We found that costunolide reduced the viability and decreased the expression of α-SMA, a well-established marker of activated HSCs. Importantly, the expression of collagen I, the major component of the ECM during hepatic fibrogenesis, was downregulated by costunolide in the primary HSCs. These results strongly indicate that costunolide suppresses the pro-fibrogenic properties of activated HSCs.

We next explored the potential mechanism underlying costunolide suppression of HSC activation. Increasing evidence supports the notion that pharmacologically blocking aerobic glycolysis could be a novel strategy for reducing HSC activation and attenuating liver fibrosis [3]. For example, curcumin was found to inhibit the expression of several key molecules involved in glycolysis, leading to decreased viability and increased apoptosis in HSCs [18]. Activation of AMPK was required for curcumin blockade of HSC glycolysis [19]. All three rate-limiting enzymes of glycolysis (HK2, PFK1 and PKM2) were inhibited by oroxylin A in HSCs, resulting in the restriction of HSC contraction [20].

Our results here suggest that costunolide is also a natural compound that blocks aerobic glycolysis. It reduced glucose uptake and consumption, and decreased lactate production. The glycolysis inhibitor 2-DG had similar reducing effects on the expression of HSC activation markers.

These discoveries suggest an association between blocking glycolysis and inhibiting HSC activation. This strengthens the possibility of developing natural products that target the glycolytic pathway to halt HSC activation. It could be assumed that interruption of glucose glycolysis reduces the amount of metabolic intermediates that are indispensable for the synthesis of amino acids, nucleotides and lipids, leading to the suppression of HSC activation. To the best of our knowledge, this is the first report describing the effects of costunolide on cellular glucose metabolism with therapeutic implications.

We further investigated the linking molecule involved in costunolide blocking glycolysis and suppression of HSC activation. We mainly examined the effects of costunolide on the rate-limiting enzyme HK2, and indeed observed that the de novo synthesis and intracellular activity of HK2 was inhibited by costunolide in HSCs. HK2 plays a pivotal role in glycolysis and cell metabolism. There is evidence that HK2 was overexpressed in activated HSCs during hepatic fibrogenesis [4]. HK2 can support the highly glycolytic phenotype after rapid entry of glucose into HSCs on the glucose transporter. HK2 can bind to both ATP and incoming glucose, producing the product glucose-6-phosphate at an elevated rate.

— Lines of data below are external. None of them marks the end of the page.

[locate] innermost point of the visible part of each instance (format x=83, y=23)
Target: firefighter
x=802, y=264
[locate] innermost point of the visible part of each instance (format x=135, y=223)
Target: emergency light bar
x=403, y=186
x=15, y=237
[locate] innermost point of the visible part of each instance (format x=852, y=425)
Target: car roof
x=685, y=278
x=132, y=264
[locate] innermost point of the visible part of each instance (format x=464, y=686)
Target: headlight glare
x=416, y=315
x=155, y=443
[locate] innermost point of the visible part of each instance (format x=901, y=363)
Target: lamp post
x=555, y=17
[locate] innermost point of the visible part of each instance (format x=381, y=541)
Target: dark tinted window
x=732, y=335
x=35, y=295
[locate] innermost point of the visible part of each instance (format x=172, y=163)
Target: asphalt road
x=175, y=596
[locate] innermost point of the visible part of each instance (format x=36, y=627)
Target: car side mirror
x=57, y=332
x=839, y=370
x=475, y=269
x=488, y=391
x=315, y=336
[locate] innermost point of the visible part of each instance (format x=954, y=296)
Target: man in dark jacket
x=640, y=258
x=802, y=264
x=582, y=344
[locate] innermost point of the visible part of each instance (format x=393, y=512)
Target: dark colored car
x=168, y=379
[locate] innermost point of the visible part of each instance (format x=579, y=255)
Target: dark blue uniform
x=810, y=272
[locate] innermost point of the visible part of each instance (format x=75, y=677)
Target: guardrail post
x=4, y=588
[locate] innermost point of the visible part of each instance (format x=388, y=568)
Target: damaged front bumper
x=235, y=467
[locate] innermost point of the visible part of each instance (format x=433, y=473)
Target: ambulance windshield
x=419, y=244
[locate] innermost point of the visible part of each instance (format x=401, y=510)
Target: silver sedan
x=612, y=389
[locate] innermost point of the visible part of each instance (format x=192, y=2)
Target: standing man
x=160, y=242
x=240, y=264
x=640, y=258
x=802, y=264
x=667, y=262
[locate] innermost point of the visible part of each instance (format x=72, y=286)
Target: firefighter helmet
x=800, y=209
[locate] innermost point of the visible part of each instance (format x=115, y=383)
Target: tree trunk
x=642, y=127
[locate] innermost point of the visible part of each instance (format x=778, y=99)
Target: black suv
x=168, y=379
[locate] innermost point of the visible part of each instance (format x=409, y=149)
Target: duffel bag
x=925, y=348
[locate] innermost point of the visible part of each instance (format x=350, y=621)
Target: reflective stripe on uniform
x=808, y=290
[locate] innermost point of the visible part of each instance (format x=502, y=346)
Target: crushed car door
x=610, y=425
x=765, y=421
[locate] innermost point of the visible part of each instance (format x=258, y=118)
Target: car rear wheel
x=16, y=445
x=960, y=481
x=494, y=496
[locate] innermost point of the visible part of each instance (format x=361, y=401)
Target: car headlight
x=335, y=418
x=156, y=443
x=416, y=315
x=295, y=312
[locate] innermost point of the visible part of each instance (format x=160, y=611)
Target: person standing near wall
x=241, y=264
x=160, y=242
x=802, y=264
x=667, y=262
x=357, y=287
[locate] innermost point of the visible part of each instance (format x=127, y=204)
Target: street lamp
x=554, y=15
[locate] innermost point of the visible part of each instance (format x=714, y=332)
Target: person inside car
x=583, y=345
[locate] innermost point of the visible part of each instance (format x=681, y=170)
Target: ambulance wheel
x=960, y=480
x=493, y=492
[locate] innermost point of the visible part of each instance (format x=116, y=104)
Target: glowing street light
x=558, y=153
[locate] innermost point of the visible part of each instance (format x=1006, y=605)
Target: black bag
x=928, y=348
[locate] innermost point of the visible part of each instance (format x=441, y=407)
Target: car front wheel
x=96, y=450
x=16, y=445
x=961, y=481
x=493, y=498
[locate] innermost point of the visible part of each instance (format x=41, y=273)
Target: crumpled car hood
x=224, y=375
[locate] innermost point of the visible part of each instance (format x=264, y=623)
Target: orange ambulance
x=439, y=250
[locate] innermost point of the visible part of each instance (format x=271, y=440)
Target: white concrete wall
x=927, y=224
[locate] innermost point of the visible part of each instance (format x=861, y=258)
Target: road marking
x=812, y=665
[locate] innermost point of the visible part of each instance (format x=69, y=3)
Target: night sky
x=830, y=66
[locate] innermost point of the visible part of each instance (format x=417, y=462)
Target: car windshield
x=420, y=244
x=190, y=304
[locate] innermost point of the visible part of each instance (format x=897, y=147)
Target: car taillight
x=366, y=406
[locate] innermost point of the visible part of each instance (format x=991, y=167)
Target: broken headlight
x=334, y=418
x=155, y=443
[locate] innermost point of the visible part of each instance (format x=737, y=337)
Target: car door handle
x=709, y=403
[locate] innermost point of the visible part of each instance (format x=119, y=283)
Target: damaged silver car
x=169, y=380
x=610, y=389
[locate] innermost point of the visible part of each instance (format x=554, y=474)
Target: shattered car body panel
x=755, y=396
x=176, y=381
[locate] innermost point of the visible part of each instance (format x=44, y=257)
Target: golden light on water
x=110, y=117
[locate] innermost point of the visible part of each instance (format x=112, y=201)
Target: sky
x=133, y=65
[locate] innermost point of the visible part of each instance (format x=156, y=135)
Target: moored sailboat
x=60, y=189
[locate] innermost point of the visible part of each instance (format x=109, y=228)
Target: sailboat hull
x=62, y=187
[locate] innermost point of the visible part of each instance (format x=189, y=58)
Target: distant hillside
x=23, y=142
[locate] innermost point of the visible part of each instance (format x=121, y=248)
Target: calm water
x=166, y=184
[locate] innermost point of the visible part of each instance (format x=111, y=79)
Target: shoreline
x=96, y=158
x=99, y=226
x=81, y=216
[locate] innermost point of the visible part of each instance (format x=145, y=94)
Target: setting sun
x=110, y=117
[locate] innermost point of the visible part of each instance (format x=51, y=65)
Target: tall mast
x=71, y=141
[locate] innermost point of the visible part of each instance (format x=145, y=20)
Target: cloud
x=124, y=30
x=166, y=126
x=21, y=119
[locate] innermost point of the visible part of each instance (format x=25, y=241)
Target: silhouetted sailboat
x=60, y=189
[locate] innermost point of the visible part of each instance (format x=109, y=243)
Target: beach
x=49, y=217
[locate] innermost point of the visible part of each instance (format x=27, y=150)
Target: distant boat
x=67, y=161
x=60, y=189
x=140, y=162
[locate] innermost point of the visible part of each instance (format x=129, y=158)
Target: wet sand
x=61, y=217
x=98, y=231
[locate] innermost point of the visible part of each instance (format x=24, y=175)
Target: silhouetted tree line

This key metabolite then functions both as a biosynthetic precursor to support cell growth and as a precursor for lactate, causing an unfavorable environment for hepatic cells [21].

Here, we further observed that overexpression of HK2 significantly abolished the inhibitory effects of costunolide on the expression of HSC activation markers. These data indicate that costunolide repression of HSC activation is dependent on inhibition of HK2. However, we could not conclude that HK2 was a direct target molecule for costunolide effects. Sequence analysis of the HK2 promoter revealed well-defined cis-elements for transcription initiation, and cis-elements for activation by PKA and PKC/RAS pathways [22,23,24]. Whether these transcription mechanisms were involved in costunolide inhibition of HK2 in HSCs awaits further investigation.

Our current discoveries demonstrate that costunolide reduces the viability and activation of HSCs, and that this is associated with the blocking of aerobic glycolysis via inhibition of HK2. We confirmed the strategy of reducing HSC activation through interference with aerobic glycolysis, and suggest costunolide as a promising antifibrotic candidate for further development.